Banyak petanggomo yang membawakan isi tanggomo yang berbentuk
himbauan. Padahal menurut bapak Yamin, jika kita meninjau kembali
pengertian dan asal usul tanggomo tersebut, jelas sudah bahwa tanggomo
adalah rentetan cerita sebuah peristiwa atau sejarah yang benar-benar diakui
kebenarnya.
Dari segi bentuk pertunjukannya, tanggomopun sudah mengalami
perubahan. Pada zaman dahulu, petanggomo tidak mempunyai tempat yang
khusus untuk melakukan tanggomo tersebut. Mereka biasa melakukannya
pada saat mereka berjualan, atau di tempat-tempat yang ramai. Bahkan
menurut bapak Yamin mereka berjualan sambil melantunkan syair tanggomo
tersebut, sehingga pengunjung banyak yang tertarik dan membeli dagangan
18
mereka tersebut. Pakaian yang digunakan pun sangat sederhana, hanya celana
selutut dengan baju koko dan sarung yang melingkar di bahu. Namun zaman
sekarang tanggomo dilakukan pada event budaya atau perlombaan,
syairnyapun sudah disediakan oleh panitia, mereka tinggal membaca dan
menghafal syair tersebut.
Hal ini yang membuat budayawan Gorontalo prihatin dengan kondisi
keberadaan tanggomo di Gorontalo. Untuk menanggulangi hal tersebut, ada
banyak cara yang bisa kita lakukan, diantaranya memperkenalkan budaya
Gorontalo khususnya tanggomo ini kepada seluruh warga masyarakat
Gorontalo, agar nantinya kedepan kesenian tradisional ini bias dilestarikan dan
dijaga keasliannya.
4.2.2 Kota Gorontalo
Kota Gorontalo adalah ibu kota Provinsi Gorontalo. Kota ini memiliki
luas wilayah 66,25 km² (0,55% dari luas Provinsi Gorontalo) dan berpenduduk
sebanyak 180.127 jiwa (berdasarkan data SP 2010) dengan tingkat kepadatan
penduduk 2.718 jiwa/km². Kota ini memiliki motto “Adat Bersendikan Syara,
Syara Bersendikan Kitabullah” sebagai pandangan hidup masyarakat yang
memadukan adat dan agama. Berbicara soal tradisi dan budaya, Kota
Gorontalo memiliki banyak keragaman. Salah satunya adalah Tanggomo
Di Kota Gorontalo, penulis mewawancarai bapak Hasdin Danial yang
merupakan budayawan di Kota Gorontalo. Menurut beliau Tanggomo
merupakan kata dari bahasa Gorontalo yang berarti menampung. Orang yang
menembangkan Tanggomo disebut sebagai “Mo Tanggomo” atau
“Patanggomo”. Penyampaian Tanggomo bisa disampaikan secara bertutur
dengan syair. Dalam syair Tanggomo, yang paling diutamakan adalah nasehat.

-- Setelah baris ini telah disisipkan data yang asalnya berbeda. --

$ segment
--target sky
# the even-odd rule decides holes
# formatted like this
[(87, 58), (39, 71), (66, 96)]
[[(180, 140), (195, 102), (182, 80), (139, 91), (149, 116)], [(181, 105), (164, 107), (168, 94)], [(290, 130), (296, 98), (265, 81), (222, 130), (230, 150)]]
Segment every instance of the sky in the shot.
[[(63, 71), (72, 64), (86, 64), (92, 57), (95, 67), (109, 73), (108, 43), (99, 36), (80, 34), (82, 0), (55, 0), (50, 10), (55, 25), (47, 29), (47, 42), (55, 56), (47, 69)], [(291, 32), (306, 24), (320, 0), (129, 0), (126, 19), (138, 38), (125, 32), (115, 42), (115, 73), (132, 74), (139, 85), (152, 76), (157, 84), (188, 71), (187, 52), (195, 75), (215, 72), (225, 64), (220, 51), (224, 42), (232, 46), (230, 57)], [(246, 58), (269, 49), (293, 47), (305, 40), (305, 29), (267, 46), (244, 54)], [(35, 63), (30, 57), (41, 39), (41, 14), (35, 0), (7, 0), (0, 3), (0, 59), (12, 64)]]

Menurut cerita turun temurun, Tanggomo merupakan salah satu media
penyebaran Islam. Ada tanggomo yang berisi peristiwa dan sejarah Gorontalo
dan ada juga yang bersifat membangun bagi masyarakat yang merupakan
program-program dari pemerintah.
19
Disamping itu menurut bapak Hasdin, keberadaan tanggomo di Gorontalo
saat ini berbeda dengan zaman dulu. Sekarang ini yang melakukan tanggomo
“petanggomo” banyak namun yang menciptakan syairnya sangat susah dicari.
Ini dibuktikan dengan pernah diadakannya festival cipta syair tanggomo yang
digelar oleh pemerintah Kota Gorontalo, namun kenyataannya banyak
petanggomo yang meminta naskah langsung dari panitia. Padahal pihak panitia
ingin mencari petanggomo yang benar-benar bisa menciptakan naskah
tanggommo secara spontan tersebut.
Adapun bentuk pertunjukan tanggomo di Kota Gorontalo jika
dibandingkan dengan zaman dulu dan sekarang sangat jauh berbeda yakni: (1)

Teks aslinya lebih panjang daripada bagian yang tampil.